3. Zuschauer, die aufmerksam und fröhlich dem Spiel der Puppe folgen.
4. Kinder, die sich an der skurrilen Puppenfigur erfreuen,
5. Die Füße der Puppe, die sich im Rhythmus der Musik bewegen und
6. die Füße des Puppenspielers, die das gleiche tun.
Die Musik kommt aus einem Kassettenrekorder, den sich der Mann umgehängt hat. Der Film beginnt im Großstadtgewühl und endet auch dort. Der Film hat die Länge des Musikstücks. Jede der einzelnen Szenen, die ich hier aufgezählt habe, ist eine in sich schlüssige Handlung: Die Menschen schauen zu, die Kinder freuen sich, die Puppe spielt ihre Violine usw. In wechselnden Einstellungen hat die Kamera diese Handlungen eingefangen, der Film entstand aus der folgerichtigen Montage dieser parallel ablaufenden Handlungen, ein Meisterwerk.
Zweifellos spielte die Handlung „Solo für Zwei" zur gleichen Zeit am gleichen Ort, wenn auch der Autor die eine oder andere Einstellung unter ähnlichen Umständen zu einer ganz anderen Zeit und an einem ganz anderen Ort hätte aufnehmen können; es wäre unwichtig gewesen.
Der deutlichste Hinweis aber, dass der Autor die Handlung seines Film zur gleichen Zeit und am gleichen Ort spielen lassen wollte, ist die geschlossene Wiedergabe des Musikstücks, die Behandlung des O-Tons, der durch eine gekonnte Mischung von „Straßenatmo" und dem Violinsolo dem Film zu einer besonders plastischen Gestalt verhalf.

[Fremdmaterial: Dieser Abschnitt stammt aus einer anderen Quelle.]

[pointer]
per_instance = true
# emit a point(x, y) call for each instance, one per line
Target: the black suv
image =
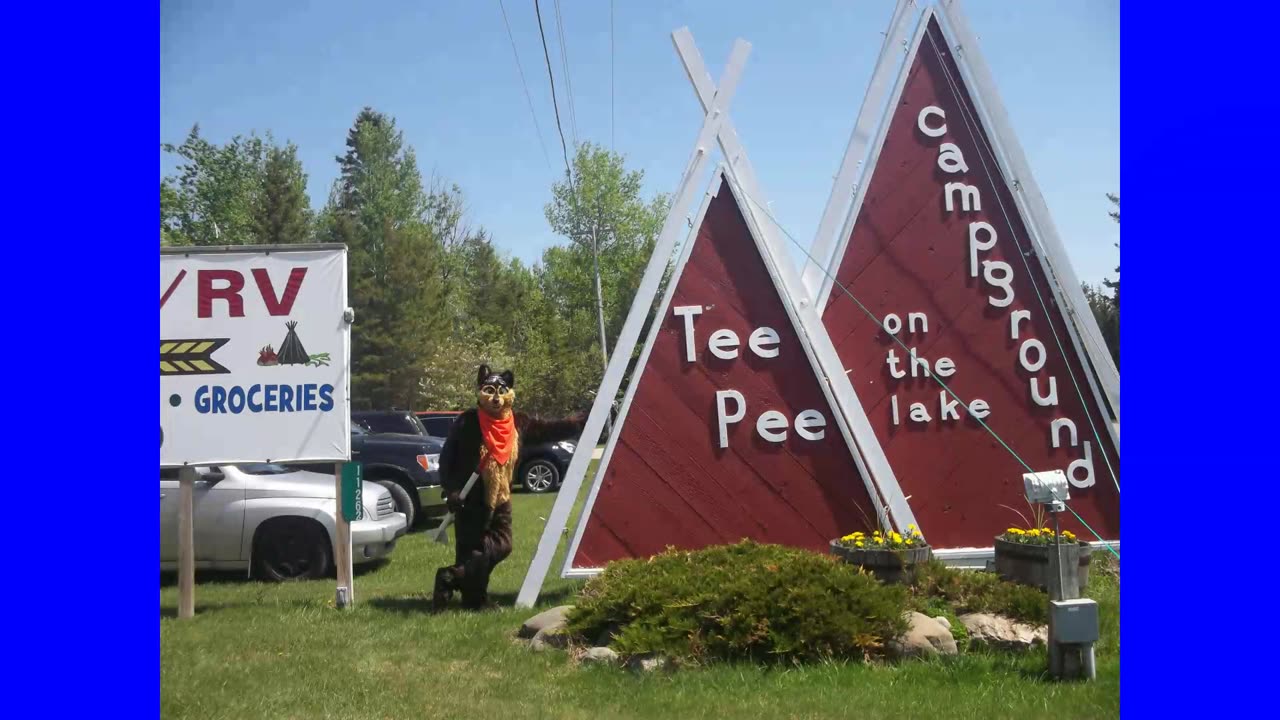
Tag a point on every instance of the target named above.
point(407, 465)
point(542, 466)
point(389, 422)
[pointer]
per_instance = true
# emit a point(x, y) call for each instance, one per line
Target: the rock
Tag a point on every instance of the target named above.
point(926, 637)
point(1002, 633)
point(553, 618)
point(600, 655)
point(551, 637)
point(649, 662)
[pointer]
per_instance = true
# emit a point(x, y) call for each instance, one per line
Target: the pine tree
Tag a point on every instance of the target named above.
point(376, 209)
point(283, 212)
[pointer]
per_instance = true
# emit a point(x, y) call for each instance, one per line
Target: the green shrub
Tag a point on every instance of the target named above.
point(746, 601)
point(968, 591)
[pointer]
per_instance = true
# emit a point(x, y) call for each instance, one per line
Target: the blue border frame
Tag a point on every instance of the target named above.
point(81, 533)
point(1200, 197)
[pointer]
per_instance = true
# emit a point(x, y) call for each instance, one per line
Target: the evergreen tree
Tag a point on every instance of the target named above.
point(283, 212)
point(376, 209)
point(1106, 310)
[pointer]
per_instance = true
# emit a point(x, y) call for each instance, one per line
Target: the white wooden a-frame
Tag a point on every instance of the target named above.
point(785, 279)
point(662, 251)
point(868, 454)
point(903, 40)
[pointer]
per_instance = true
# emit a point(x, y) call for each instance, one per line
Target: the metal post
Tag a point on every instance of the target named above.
point(346, 592)
point(1060, 591)
point(187, 542)
point(599, 311)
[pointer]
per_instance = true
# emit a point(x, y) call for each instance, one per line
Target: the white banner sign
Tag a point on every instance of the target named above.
point(254, 356)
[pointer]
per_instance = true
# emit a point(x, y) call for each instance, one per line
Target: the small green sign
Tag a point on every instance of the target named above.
point(352, 492)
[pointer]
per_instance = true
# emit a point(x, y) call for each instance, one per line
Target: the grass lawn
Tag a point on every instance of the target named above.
point(257, 650)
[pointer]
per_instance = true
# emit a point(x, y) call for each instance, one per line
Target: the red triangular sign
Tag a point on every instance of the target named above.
point(667, 481)
point(941, 255)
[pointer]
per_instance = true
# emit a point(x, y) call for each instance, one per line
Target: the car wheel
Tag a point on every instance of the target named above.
point(292, 548)
point(540, 475)
point(403, 500)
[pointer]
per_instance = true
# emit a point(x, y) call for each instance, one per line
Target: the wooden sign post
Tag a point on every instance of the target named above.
point(187, 542)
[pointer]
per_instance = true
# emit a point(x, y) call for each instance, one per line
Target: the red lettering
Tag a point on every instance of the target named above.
point(282, 305)
point(206, 294)
point(173, 286)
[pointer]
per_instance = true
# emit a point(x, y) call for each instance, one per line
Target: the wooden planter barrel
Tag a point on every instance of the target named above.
point(1028, 564)
point(887, 565)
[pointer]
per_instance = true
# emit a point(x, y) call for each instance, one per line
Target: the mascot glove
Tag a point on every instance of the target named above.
point(453, 501)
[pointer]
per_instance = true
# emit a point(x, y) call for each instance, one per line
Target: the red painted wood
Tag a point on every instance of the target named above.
point(908, 254)
point(668, 483)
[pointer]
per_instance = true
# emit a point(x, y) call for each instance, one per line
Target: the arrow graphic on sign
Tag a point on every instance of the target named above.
point(191, 356)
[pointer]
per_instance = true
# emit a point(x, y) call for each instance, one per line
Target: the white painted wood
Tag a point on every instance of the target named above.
point(887, 65)
point(864, 446)
point(1082, 327)
point(877, 475)
point(732, 150)
point(821, 272)
point(558, 519)
point(1028, 194)
point(186, 542)
point(567, 570)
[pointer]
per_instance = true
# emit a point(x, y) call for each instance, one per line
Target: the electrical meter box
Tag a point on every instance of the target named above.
point(1073, 621)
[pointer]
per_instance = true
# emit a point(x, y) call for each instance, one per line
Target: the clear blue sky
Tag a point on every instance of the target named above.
point(444, 71)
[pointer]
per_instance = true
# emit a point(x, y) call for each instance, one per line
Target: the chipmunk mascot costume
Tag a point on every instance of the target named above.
point(487, 440)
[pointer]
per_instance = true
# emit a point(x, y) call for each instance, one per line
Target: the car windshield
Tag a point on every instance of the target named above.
point(265, 469)
point(393, 423)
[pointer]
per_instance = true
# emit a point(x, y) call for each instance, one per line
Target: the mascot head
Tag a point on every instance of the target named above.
point(496, 392)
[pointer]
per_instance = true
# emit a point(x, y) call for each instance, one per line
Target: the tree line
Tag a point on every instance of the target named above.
point(434, 297)
point(1106, 308)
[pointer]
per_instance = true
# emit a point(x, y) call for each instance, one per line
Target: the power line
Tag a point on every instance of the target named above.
point(525, 85)
point(568, 77)
point(551, 76)
point(612, 57)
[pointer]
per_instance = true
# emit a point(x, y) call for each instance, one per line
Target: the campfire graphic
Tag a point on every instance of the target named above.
point(291, 351)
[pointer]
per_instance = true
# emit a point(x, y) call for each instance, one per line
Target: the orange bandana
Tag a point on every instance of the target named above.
point(499, 436)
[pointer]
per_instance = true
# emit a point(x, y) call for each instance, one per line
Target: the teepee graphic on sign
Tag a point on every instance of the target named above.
point(945, 296)
point(727, 429)
point(291, 350)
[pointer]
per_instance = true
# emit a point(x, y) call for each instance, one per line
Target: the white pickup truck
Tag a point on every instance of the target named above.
point(275, 522)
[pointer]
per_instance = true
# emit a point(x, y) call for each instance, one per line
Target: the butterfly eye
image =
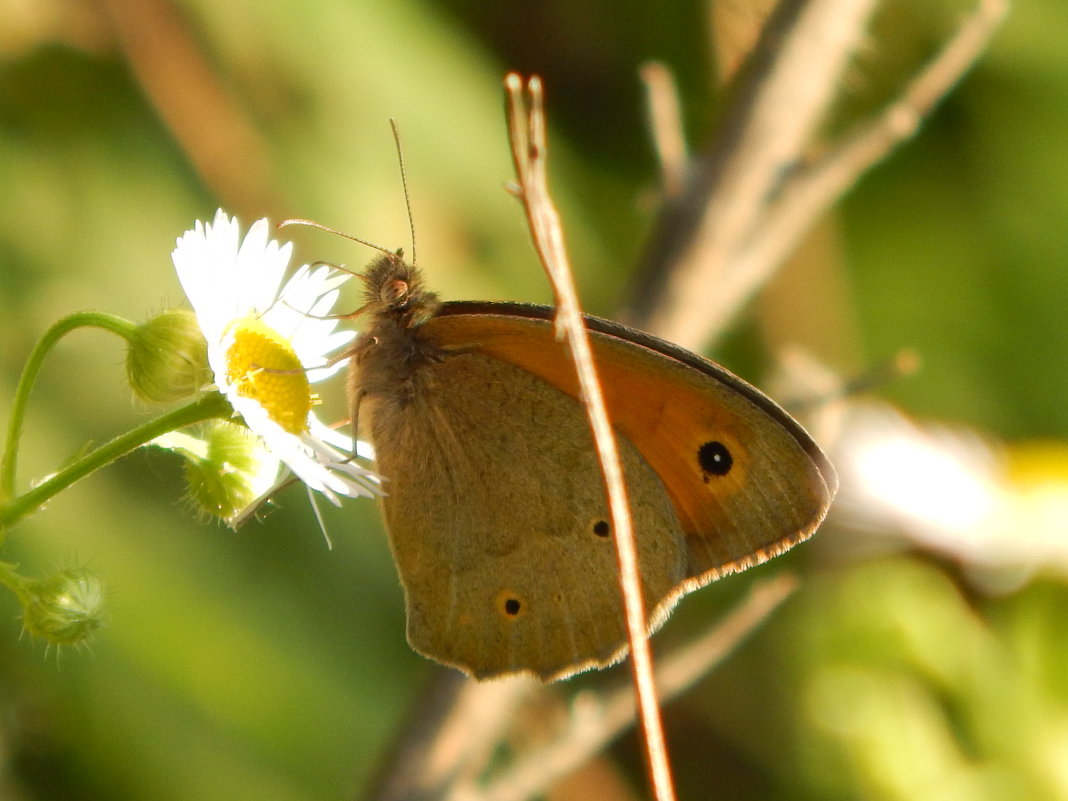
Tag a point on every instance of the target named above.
point(394, 292)
point(715, 458)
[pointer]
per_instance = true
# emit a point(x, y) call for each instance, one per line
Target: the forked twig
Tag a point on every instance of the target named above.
point(528, 137)
point(792, 76)
point(813, 189)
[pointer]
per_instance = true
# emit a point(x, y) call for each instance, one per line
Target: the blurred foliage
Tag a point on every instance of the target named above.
point(261, 664)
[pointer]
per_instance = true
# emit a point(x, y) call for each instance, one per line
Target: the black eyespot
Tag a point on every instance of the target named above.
point(715, 458)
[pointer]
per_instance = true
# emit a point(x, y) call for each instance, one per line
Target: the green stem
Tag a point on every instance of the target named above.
point(213, 405)
point(11, 579)
point(79, 319)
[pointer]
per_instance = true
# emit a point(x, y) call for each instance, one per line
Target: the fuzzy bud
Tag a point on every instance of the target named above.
point(226, 467)
point(65, 608)
point(167, 359)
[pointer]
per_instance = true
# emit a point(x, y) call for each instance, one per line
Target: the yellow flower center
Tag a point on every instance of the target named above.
point(262, 364)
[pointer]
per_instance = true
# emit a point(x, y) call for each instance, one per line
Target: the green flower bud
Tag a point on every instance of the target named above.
point(226, 467)
point(167, 359)
point(63, 609)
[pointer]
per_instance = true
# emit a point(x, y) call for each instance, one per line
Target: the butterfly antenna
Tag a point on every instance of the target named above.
point(404, 184)
point(320, 226)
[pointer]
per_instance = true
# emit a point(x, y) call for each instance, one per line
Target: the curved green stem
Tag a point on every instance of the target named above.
point(79, 319)
point(213, 405)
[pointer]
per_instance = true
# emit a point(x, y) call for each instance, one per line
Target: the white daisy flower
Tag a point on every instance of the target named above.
point(267, 343)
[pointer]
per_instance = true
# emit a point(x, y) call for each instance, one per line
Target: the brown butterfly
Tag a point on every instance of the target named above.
point(496, 507)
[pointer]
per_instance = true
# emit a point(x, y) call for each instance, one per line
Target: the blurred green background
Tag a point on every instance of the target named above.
point(260, 663)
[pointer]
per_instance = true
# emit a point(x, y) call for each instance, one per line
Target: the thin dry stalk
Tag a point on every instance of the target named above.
point(598, 719)
point(529, 151)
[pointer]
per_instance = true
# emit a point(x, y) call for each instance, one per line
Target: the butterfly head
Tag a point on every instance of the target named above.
point(394, 288)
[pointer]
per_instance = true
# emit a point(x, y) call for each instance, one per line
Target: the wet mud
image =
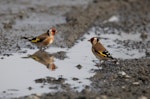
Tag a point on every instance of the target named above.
point(123, 25)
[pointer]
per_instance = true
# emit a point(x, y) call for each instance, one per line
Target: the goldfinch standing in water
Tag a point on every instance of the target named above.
point(99, 50)
point(44, 40)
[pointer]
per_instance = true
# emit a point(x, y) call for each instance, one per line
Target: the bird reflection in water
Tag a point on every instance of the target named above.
point(45, 58)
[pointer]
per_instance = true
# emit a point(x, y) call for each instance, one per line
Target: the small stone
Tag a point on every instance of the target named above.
point(122, 73)
point(30, 88)
point(136, 83)
point(142, 97)
point(79, 66)
point(75, 79)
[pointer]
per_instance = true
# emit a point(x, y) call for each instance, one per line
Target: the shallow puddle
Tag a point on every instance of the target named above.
point(19, 71)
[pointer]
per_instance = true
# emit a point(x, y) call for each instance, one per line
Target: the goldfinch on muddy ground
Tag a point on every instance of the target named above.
point(44, 40)
point(99, 50)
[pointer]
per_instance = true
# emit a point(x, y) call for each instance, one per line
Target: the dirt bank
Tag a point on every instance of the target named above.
point(128, 80)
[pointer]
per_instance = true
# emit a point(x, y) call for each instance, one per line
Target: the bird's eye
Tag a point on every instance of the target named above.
point(47, 31)
point(53, 30)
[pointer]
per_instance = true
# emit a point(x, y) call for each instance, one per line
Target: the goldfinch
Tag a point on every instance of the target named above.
point(44, 58)
point(44, 40)
point(99, 50)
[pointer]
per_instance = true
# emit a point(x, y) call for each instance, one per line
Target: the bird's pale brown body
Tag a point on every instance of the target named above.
point(43, 40)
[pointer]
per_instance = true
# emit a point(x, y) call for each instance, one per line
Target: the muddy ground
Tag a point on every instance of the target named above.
point(128, 80)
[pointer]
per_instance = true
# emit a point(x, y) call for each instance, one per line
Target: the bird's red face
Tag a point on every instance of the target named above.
point(93, 40)
point(53, 31)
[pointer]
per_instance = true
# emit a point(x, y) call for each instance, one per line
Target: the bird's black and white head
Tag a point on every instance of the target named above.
point(51, 32)
point(94, 40)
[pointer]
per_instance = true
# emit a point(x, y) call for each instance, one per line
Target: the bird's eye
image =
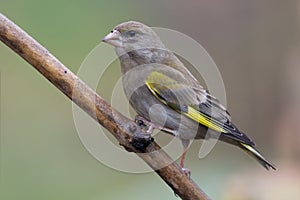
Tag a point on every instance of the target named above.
point(131, 33)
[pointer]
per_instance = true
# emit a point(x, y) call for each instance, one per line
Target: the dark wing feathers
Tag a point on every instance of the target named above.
point(195, 103)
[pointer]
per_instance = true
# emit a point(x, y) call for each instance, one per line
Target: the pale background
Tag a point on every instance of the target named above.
point(256, 46)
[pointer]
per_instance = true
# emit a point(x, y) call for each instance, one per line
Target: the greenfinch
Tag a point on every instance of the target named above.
point(167, 96)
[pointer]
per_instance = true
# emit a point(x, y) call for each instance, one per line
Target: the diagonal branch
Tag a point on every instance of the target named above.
point(121, 127)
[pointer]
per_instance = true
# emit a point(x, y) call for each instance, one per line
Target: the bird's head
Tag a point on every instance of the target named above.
point(132, 35)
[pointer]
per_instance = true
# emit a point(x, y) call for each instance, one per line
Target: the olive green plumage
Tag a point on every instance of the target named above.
point(162, 90)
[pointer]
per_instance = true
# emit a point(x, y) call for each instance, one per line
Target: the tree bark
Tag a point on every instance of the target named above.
point(123, 129)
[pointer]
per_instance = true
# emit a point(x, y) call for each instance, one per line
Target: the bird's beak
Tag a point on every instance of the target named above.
point(113, 38)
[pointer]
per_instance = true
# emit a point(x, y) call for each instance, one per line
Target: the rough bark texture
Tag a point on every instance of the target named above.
point(123, 129)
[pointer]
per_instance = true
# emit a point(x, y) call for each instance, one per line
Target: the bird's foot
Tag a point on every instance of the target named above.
point(187, 172)
point(142, 122)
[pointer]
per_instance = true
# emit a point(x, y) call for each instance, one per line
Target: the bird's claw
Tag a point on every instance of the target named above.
point(187, 172)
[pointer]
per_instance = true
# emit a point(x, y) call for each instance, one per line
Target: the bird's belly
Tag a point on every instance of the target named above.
point(149, 107)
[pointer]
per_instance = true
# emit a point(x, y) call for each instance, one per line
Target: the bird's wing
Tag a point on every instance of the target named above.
point(194, 103)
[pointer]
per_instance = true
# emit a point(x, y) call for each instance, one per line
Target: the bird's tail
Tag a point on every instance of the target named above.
point(256, 155)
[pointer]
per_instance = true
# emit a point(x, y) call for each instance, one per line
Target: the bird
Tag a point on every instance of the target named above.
point(166, 95)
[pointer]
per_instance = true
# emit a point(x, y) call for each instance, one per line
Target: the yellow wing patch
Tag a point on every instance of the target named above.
point(157, 81)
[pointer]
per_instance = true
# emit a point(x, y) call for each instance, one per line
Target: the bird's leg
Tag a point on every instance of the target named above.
point(185, 144)
point(141, 121)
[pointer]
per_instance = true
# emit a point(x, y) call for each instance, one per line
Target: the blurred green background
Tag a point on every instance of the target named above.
point(256, 46)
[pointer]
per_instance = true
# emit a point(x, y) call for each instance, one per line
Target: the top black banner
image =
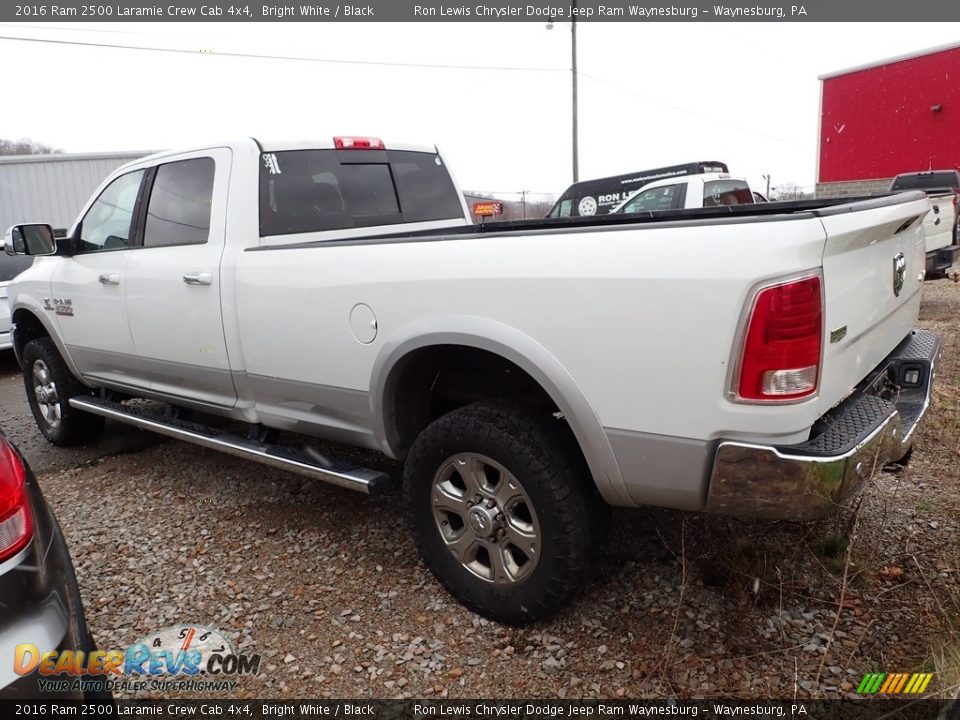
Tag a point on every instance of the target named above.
point(497, 11)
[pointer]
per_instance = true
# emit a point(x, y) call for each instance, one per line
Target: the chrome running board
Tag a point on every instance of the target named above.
point(304, 462)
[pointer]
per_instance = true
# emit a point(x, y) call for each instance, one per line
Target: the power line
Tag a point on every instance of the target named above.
point(375, 63)
point(677, 108)
point(265, 56)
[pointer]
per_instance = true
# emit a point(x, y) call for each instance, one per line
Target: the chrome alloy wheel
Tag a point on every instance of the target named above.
point(48, 400)
point(486, 518)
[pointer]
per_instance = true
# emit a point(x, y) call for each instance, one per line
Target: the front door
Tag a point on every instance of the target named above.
point(173, 280)
point(87, 291)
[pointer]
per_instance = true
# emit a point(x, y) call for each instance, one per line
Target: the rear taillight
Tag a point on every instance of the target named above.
point(781, 348)
point(16, 523)
point(353, 143)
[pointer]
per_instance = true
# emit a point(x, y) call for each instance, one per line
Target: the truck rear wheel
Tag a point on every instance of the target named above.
point(503, 510)
point(50, 385)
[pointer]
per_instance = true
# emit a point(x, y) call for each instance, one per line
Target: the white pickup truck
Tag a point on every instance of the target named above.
point(529, 374)
point(691, 191)
point(942, 224)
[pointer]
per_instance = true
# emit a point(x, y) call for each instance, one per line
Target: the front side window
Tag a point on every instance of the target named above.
point(661, 198)
point(180, 201)
point(108, 223)
point(13, 265)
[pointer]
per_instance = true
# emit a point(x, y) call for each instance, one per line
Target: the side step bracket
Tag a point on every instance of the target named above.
point(305, 462)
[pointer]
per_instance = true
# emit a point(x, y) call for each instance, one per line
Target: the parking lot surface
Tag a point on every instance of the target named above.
point(326, 585)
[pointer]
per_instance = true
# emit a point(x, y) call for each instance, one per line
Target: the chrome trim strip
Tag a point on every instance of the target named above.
point(11, 563)
point(330, 476)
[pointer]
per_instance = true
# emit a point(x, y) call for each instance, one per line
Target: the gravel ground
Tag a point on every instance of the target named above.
point(326, 584)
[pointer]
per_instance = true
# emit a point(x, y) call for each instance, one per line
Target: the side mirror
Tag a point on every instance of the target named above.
point(33, 239)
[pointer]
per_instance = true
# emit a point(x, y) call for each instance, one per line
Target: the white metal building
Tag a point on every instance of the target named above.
point(52, 188)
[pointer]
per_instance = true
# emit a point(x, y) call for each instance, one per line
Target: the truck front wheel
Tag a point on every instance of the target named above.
point(503, 510)
point(50, 385)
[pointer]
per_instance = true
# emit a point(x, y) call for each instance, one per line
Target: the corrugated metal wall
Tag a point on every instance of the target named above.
point(52, 188)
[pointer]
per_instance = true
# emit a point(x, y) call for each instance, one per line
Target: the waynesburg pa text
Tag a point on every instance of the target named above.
point(606, 11)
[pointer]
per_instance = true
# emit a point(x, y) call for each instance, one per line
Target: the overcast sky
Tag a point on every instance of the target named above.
point(650, 94)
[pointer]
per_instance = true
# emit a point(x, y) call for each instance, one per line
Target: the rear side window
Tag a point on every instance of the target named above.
point(312, 190)
point(11, 266)
point(926, 181)
point(180, 200)
point(726, 192)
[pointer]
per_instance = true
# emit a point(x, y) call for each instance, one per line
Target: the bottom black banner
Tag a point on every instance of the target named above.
point(487, 709)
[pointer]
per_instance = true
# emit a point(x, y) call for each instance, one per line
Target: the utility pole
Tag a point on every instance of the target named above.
point(575, 145)
point(573, 69)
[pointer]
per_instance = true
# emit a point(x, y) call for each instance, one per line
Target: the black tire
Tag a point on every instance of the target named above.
point(566, 511)
point(70, 426)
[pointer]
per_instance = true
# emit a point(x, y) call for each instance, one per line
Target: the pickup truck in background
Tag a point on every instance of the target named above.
point(692, 191)
point(528, 374)
point(942, 223)
point(601, 195)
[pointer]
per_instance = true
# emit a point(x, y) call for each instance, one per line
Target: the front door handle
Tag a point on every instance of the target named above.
point(198, 278)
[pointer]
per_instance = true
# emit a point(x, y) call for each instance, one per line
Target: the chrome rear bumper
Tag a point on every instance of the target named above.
point(875, 426)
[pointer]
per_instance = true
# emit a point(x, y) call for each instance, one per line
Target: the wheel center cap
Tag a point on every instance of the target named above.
point(482, 521)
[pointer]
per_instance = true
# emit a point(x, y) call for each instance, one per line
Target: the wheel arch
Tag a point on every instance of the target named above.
point(513, 346)
point(30, 323)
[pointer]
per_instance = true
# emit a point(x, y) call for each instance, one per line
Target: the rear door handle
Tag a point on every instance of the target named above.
point(198, 278)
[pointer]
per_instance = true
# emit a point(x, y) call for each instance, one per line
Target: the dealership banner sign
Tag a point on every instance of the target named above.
point(439, 709)
point(467, 11)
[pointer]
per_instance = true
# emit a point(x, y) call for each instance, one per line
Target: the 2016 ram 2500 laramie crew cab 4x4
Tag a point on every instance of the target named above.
point(529, 374)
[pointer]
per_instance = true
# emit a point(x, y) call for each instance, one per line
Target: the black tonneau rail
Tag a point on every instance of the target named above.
point(795, 209)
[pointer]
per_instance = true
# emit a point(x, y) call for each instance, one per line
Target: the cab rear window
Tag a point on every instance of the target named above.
point(726, 192)
point(305, 191)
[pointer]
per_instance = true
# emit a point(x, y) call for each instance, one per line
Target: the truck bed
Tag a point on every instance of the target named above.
point(759, 212)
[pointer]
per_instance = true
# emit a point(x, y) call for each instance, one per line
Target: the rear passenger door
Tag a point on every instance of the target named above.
point(173, 280)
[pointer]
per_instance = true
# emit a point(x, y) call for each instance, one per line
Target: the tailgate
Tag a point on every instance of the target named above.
point(873, 265)
point(938, 223)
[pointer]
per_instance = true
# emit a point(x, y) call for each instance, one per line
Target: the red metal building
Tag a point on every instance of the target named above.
point(892, 116)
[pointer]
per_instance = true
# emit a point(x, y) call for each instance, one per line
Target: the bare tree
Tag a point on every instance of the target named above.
point(26, 146)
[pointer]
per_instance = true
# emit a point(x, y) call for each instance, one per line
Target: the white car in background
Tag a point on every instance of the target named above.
point(10, 267)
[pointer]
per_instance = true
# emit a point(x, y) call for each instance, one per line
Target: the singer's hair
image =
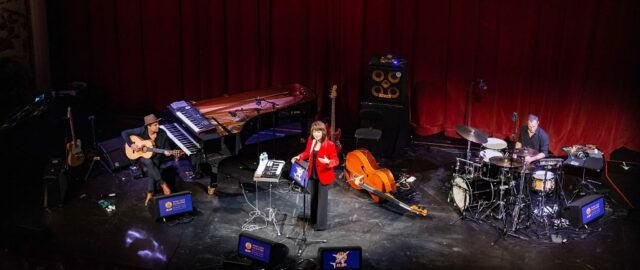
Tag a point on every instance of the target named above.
point(319, 126)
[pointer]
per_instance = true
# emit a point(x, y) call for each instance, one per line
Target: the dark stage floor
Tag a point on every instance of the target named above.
point(82, 235)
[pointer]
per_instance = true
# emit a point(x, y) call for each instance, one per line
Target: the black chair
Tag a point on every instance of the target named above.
point(368, 118)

Der durchgehende Ton machte jede Art von Blenden oder Zwischenschnitten als Übergänge zwischen den Handlungen überflüssig, er selbst verband alle Handlungen zu einem einheitlichen Ganzen.

Für die Filmgestaltung ist der Parallelschnitt ein unentbehrliches Instrument

Diese wenigen Beispiele lassen erkennen, dass auch der Parallelschnitt nichts weiter ist als die Erkenntnis eigenen Verhaltens in unserer Umwelt. Niemand, der sich unter Menschen befindet, starrt ununterbrochen auf einen Punkt und lässt alles andere um sich herum unbeachtet. Die Augen wandern vielmehr und erfassen in kürzeren oder längeren Zeiten das Geschehen im Blickfeld. Nichts weiter ist der Parallelschnitt im Film. Und wie das Auge, das auf interessanten Dingen und Geschehnissen länger verweilt als auf nebensächlichen, so wählt der Filmer die für seinen Film interessanten Handlungen aus und verzichtet auf die Wiedergabe nebensächlicher Dinge. Wie er die Bedeutung einzelner Objekte seines Films hervorhebt oder vernachlässigt, hatten wir ausführlich besprochen.
Was aber der Mensch im Gegensatz zum Film nicht kann, ist, Handlungen zu gleicher Zeit an ganz verschiedenen Orten zu verfolgen (solange er sich nicht raffinierter technischer Einrichtungen bedient!). Das gleichzeitige Miterlebenlassen verschiedener Geschehnisse an verschiedenen Orten ist eine der Möglichkeiten, die dem Film vorbehalten sind. Der Parallelschnitt ist ein unentbehrliches Instrument hierfür.